How effective will this model prove to be for users — particularly humanities researchers users?

Here’s what we want to find out:

Will researchers in the field of humanities benefit from receiving book recommendations, and if so, in what ways?
Will the users go beyond the reading list and be exposed to rare and niche collections — will new paths of discovery be opened up?
Will collections in the library, previously undervalued and underused find a new appreciative audience — will the Long Tail be exposed and exploited for research?
Will researchers see new links in their studies, possibly in other disciplines?

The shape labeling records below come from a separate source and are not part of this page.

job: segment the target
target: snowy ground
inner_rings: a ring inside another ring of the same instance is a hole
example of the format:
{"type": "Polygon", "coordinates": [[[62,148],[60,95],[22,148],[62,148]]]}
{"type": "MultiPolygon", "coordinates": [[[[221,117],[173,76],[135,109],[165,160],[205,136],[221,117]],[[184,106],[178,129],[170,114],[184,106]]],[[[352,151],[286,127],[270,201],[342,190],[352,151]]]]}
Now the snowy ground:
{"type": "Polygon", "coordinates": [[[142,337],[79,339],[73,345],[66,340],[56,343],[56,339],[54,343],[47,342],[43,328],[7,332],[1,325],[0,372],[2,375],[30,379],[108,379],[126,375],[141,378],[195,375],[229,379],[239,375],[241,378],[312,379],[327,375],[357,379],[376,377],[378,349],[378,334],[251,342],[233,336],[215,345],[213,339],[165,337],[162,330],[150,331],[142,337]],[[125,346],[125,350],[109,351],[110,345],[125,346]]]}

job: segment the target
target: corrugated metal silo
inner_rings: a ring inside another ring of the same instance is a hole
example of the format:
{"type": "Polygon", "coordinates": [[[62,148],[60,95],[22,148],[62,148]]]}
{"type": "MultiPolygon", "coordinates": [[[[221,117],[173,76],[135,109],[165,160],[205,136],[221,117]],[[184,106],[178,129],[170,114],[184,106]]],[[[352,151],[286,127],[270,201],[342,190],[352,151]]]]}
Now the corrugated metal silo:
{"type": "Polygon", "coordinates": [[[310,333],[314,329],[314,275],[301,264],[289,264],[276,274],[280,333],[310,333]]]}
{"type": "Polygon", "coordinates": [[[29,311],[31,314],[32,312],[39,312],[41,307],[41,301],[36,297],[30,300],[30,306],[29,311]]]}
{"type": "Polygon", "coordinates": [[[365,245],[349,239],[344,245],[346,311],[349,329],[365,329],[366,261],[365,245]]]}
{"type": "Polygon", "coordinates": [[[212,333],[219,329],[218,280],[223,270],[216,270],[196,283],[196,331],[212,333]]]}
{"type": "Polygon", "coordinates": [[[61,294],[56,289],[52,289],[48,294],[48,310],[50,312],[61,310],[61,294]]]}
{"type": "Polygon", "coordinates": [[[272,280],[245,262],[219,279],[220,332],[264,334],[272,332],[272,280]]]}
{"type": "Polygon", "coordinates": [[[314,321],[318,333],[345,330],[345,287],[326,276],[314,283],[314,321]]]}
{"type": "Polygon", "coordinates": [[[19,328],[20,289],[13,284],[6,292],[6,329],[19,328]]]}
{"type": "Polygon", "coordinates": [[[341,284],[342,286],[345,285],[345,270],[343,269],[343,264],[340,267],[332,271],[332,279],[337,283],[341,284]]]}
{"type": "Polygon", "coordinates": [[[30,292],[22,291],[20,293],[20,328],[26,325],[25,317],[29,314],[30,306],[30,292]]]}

We also want to consider if there are other potential beneficiaries. By highlighting rarer collections, valuing niche items and bringing to the surface less popular but nevertheless worthy materials, libraries will have the leverage they need to ensure the preservation of these rich materials. Can such data or services assist in decision-making around collections management? We will be consulting with Leeds University Library and the White Rose Consortium, as well as UKRR in this area.

(And finally, as part of our sustainability planning, we want to look at how scalable this approach might be for developing a shared aggregation service of circulation data for UK University Libraries. We’re working with potential data contributors such as Cambridge University Library, University of Sussex Library, and the M25 consortium as well as RLUK to trial and provide feedback on the project outputs, with specific attention to the sustainability of an API service as a national shared service for HE/FE that supports academic excellence and drives institutional efficiencies.